Crushing Rocks: The Music Report

OOOH AAAH, CHECK OUT my new digs! After two years of slaying you with my astute musical taste, I feel I’ve arrived! Here begins our new journey together…

If you don’t know me already (which, mostly, why would you?), the name’s Ashley and on top of my responsibilities at dear Out There, I a) am a Seattle-based music publicist, b) promote concerts up and down the west coast, c) was born and raised in (and still have my hands all over) Spokane and d) have become synonymous with the word “Wig” (Google it).

I know what you’re thinking. What nerve, I have!, you say, to write about music in Spokane while not living here! Fair, but though separated now by a 300 mile distance from my hometown, I maintain a near-constant awareness of it and its inhabitants. For one, I’ve been writing your reviews for you. (Ha!) And two, I’ve represented and/or booked a handful of your local musicians (won’t say who, none of the relationships were long-lasting—snicker, snicker). In my, let’s say safely, three years of working within Spokane’s music scene, I’ve learned a lot, and should be totally qualified to comment, as I’ll prove to you in the coming months. Stick with me.

One thing I’ve learned about Spokane is that its climate—both literally and figuratively—is always changing (I spent two weeks in that snow, athankyou.). The music scene is no exception to that trend. Just ask ISAMU “SOM” JORDAN, formerly of the Spokesman-Review, now a freelancer for the Inlander, host on KYRS, and curator of his new pet project, “I’m doing my best to hold the megaphone for local music,” he said recently of his continuing dedication. “If I have an opportunity to make a positive impact in that regard—whether through posting a MySpace bulletin, writing in the local press, or volunteering at KYRS—I’ll take it.”

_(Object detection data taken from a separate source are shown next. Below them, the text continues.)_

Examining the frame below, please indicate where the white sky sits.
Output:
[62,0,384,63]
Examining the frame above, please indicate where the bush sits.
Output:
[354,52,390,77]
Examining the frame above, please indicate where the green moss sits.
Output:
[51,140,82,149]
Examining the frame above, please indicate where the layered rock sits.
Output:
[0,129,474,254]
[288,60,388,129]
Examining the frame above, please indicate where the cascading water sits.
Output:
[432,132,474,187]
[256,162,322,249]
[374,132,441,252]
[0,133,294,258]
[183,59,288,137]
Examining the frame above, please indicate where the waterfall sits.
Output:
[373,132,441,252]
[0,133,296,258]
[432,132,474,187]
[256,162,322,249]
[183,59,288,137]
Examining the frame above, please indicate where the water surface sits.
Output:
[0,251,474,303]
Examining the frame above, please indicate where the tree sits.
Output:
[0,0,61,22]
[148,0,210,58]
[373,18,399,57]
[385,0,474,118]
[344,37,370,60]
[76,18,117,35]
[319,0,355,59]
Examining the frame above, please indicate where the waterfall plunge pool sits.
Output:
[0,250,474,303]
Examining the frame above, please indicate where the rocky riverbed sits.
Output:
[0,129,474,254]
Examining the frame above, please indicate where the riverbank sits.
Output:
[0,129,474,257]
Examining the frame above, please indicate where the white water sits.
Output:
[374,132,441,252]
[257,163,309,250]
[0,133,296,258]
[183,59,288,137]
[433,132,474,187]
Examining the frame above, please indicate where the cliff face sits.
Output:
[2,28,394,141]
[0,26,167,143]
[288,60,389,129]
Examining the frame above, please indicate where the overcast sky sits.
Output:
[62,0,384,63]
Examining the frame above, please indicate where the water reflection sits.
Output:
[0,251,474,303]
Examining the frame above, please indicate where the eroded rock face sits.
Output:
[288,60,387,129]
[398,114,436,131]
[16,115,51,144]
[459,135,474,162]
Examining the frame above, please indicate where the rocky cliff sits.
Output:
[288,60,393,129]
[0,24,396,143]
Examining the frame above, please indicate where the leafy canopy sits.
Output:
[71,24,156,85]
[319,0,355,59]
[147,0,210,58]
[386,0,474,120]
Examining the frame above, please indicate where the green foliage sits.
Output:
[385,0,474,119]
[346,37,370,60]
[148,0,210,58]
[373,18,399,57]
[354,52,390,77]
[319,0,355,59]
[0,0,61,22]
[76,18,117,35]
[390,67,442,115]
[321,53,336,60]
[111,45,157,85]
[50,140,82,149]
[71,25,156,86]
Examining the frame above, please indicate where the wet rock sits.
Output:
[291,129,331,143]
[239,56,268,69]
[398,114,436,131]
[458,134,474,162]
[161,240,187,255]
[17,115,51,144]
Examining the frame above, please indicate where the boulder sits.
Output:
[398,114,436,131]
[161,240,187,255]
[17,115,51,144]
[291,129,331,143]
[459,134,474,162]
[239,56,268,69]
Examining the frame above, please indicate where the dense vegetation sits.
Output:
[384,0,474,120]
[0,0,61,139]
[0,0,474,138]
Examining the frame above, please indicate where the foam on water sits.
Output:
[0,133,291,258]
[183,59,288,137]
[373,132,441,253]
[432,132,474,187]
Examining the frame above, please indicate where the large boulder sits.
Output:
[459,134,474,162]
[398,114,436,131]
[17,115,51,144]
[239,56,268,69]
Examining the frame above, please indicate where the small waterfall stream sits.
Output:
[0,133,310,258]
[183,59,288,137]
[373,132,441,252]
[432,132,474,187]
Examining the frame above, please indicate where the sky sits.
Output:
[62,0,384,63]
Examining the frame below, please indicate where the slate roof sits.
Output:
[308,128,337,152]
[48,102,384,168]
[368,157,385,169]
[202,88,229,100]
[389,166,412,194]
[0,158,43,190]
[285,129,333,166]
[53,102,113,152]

For four years, Jordan has been giving out awards to the leaders of Spokane’s musical pack (dubbed “Sommys”), and this year, though the change in his own personal climate, he’ll maintain tradition, with a twist. “I’ve always been able to build on the energy of [past] Sommys by getting passionate people involved—more judges, presenters, artists, etc,” Jordan said. “The natural progression is putting it to an online vote, so the event really does belong to the public.” The Sommys will be handed out February 13 at the Blvd with surprise musical guests.

The Sommys are a nice barometer for what’s happening in Spokane, and, fittingly, the nominees reflect those most active in the scene. Cyrus Fell Down (up for Band of the Year and Best Live Performance, and my brand new PR client—full disclosure) venture to Seattle this month for the annual EMP Sound Off! competition on February 28 (former participants include Natalie Portman’s Shaved Head, The Globes). Birds of a feather Karli Fairbanks and Kaylee Cole (both up for Singer/Songwriter) share a brief tour about the Northwest at the beginning of the month, and Fairbanks will follow it with a performance at Empyrean on Valentine’s Day. Space Age Fur (Best New Artist, whose frontman at a recent show reminded us of gone-but-not-forgotten Seaweed Jack) play Caterina on February 15 along with Godbear (Best Rock).

And since we’re on the subject of notables, it’s worth sending a hearty congrats to HOCKEY (featuring Spokanite Brian White and his fellow Gonzaga grad Anthony Stassi), who this month will head out on their first European tour, with support from labels Virgin (in the UK) and Capitol (US).

There’s more to come, dear reader, so please be in touch. Bands/artists, keep me in the loop. Readers, let me know your thoughts. We’re in this together. Talk to you soon.


Strange Symmetry (Suicide Squeeze)
What’s better, having your favorite band together still, or gaining the two bands that come from its split? If you were a Stone Temple Pilots fan (as I was/am), then, sure, you’d favor the original (Army of Anyone, are you kidding me? Velvet Revolver, omg!). But after careful consideration, I’m inclined, in the case of Blood Brothers, to give up the oldie in favor of its new counterparts: Whitney/Votolato’s Jaguar Love, and Henderson/Gajadhar/Blilie’s Past Lives. By all accounts, Morgan’s wail is nasally as always (which I actually always sort of dug over Johnny, if we’re bein’ honest), and the music that accompanies is frantic, yet melodic, dancey, perhaps more easily digestible than the back-catalog.